— Ну, ты и номер! — сказал угольщик.
— Черт! Могу поклясться на Библии, что бывают ночи, когда эти лестницы становятся выше. — На втором этаже Билл Уитни выглянул из окна в сторону Ист Ривер. — Ну и вонючая там куча! — И, оторвав взгляд от кучи, он посмотрел выше — на темную реку, на полоски света с проходящего катера, на дальний берег с разбросанными в темноте окнами фабрик, на призраки мостов на юго-востоке.
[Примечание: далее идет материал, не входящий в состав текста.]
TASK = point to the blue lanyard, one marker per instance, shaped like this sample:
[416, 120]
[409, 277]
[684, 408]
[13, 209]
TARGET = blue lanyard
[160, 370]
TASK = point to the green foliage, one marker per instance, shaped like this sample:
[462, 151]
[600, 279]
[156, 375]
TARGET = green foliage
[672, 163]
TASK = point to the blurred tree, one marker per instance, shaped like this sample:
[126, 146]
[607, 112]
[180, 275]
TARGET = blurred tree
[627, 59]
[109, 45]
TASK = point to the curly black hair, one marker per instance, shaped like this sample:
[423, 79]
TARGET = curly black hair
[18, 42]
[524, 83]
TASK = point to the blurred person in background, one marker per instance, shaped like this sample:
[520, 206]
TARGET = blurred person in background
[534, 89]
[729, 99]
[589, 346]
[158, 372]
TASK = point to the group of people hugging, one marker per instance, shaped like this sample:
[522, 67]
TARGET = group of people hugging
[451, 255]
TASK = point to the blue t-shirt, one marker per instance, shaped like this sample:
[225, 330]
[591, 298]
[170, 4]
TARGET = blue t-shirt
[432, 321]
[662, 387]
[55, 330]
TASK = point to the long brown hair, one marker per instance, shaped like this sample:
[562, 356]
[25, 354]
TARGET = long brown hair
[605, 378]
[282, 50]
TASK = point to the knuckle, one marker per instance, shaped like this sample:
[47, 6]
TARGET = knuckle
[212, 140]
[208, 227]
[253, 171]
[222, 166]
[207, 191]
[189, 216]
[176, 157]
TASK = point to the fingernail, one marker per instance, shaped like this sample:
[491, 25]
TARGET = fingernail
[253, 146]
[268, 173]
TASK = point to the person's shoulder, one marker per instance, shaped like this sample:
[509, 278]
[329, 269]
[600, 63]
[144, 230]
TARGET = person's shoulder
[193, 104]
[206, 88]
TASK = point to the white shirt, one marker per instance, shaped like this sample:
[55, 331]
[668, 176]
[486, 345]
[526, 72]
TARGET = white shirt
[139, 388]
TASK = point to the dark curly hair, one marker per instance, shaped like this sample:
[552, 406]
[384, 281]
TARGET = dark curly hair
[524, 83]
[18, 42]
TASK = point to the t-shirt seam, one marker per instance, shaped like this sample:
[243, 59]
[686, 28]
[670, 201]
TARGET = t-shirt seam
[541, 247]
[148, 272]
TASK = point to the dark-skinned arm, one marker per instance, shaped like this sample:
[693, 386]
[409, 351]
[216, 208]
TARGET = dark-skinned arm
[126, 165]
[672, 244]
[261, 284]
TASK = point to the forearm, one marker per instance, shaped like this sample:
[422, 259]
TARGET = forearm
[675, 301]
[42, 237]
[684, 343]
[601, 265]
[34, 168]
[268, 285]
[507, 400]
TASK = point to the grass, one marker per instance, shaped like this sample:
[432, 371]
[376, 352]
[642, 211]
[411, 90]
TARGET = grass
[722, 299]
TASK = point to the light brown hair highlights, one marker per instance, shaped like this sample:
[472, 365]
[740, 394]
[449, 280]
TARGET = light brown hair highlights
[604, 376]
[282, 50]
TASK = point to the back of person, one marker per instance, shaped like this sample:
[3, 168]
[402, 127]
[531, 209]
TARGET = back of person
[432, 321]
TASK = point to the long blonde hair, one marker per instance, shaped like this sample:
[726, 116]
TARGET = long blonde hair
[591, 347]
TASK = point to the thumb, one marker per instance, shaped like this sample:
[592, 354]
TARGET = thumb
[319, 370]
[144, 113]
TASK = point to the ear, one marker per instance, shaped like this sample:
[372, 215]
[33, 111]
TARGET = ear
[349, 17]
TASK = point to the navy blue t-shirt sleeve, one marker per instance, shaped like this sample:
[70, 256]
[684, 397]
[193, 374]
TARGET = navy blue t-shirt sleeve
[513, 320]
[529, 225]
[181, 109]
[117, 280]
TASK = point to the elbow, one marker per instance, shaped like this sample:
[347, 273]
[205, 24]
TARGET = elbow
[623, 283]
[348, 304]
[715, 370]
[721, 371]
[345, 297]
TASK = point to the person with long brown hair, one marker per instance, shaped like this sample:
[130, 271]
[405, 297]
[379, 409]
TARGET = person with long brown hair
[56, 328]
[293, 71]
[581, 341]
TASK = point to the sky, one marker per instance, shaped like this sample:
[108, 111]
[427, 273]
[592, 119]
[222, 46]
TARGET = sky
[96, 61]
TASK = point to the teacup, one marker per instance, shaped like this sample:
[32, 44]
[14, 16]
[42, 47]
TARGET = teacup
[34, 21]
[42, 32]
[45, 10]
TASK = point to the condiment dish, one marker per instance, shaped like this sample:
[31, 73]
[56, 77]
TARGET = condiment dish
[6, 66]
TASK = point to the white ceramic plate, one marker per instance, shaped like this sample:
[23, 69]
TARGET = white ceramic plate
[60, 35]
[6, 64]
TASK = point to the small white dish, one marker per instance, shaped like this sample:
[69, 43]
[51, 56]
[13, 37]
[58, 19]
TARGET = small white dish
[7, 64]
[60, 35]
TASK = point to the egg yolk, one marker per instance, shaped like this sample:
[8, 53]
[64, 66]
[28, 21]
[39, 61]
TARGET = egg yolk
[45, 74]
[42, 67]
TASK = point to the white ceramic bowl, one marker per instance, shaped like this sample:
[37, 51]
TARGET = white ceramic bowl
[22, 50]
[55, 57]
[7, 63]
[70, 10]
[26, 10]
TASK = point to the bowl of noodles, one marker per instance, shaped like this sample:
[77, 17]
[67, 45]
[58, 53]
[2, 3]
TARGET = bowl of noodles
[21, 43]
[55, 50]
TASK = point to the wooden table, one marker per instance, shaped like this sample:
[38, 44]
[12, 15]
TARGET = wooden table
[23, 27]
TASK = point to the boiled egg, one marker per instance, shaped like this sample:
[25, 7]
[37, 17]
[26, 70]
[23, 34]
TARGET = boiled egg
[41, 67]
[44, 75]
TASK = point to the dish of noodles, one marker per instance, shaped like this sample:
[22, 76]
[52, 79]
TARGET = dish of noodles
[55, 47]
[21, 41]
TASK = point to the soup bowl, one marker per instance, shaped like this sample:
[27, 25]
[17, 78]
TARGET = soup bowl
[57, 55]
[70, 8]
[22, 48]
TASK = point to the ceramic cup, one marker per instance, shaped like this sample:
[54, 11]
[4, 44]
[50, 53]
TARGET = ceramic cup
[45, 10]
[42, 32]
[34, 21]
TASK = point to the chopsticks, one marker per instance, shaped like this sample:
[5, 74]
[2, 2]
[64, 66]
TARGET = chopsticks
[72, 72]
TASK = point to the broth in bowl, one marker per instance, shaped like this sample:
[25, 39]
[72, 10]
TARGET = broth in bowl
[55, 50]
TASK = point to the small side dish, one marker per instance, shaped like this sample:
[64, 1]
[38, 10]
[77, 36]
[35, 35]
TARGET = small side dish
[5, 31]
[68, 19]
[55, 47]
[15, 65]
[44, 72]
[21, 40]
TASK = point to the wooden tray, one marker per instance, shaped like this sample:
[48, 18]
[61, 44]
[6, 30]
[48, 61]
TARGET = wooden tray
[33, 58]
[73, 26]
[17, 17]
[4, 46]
— А Джордж пялится, а я матерюсь и тычу ботинком в землю под собой, а колес нет. Ха! Ха! Такое и во сне не приснится...
И он пошел к часам.
Кланг! Клинг! Кланг! Клинг!
Плоская ступня Дана Мак-Интайра, водителя трамвая, прыгала на педали звонка. Прямо перед его кабиной торговец халвой лениво толкал свою тележку по рельсам. Мак-Интайр бесился. Он уже на несколько кварталов отстал от графика. И все из-за этого кондуктора, ленивого говна! Теперь на Авеню А он получит нагоняй от диспетчера Джерри. И этот проклятый идиот загородил дорогу.
Медленно, лениво торговец-армянин сдвигал свою тележку с рельсов. В последний момент он высоко поднял сжатый кулак.
— Фигу тебе, о, Мак-Интайр.
— Будь ты проклят, — взревел водитель, — разрази тебя Бог!
— Ей-Богу, Мими, дорогуша... — У Калагана за столиком, близ розовой плесневеющей стены, Мэри со щеками, как тарелки, и с влажными глазами говорила, раскачиваясь, а Мими со щеками, как тарелки, и с глазами, как блюдца, и с волосами цвета соломенных трамвайных сидений слушала ее: — Я была молодая и невинная, ей Богу, и я показала это кассирше. А она чуть под кассу не свалилась! "Хи! Выброси, говорит, дура!" А откуда мне было знать — ну и люди есть на земле — подложили мне. Я думала, что это такая штука, которую надевают на палец, когда порежутся. Ну и невинная я была!
Еще несколько шагов и Давид был там.
— Ничего? Да я ничего и не говорю. Но каждый раз, как я вижу симпатичную бабу, я хочу уложить ее в постель. И свою святую воду я могу высосать из молоденькой титьки! Вот какой я проклятый атеист! — говорил О’Туул, и все смеялись...
— Кто бы мог подумать? — Билл Уитни снова поднимался по лестнице, — ей-богу, кто бы подумал? Пьяный? Не-е, в то утро он не был пьяный. Трезвый, как пастор. Может, это я был пьяный?
...Не вышло. Не вошел до конца. Не горит. Вернись...
— Они продадут нас! — В трамвае на Авеню А голос бледного, в золотых очках, фанатичного гражданина прогремел над всеми другими звуками, перекрывая даже тоскливое пение "Откройте двери Христу", доносившееся из ближайшего парка. Это распевал хор Армии Спасении.
— Они продадут нас! — Над всеми звуками рос его голос: — В 1789, в 1848, в 1871, в 1905, Он, который должен что-нибудь спасти, снова сделает нас рабами! Или просто бросит нас, когда прокричит красный петух! Только трудящиеся бедняки могут освободить нас в день, когда прокричит красный петух!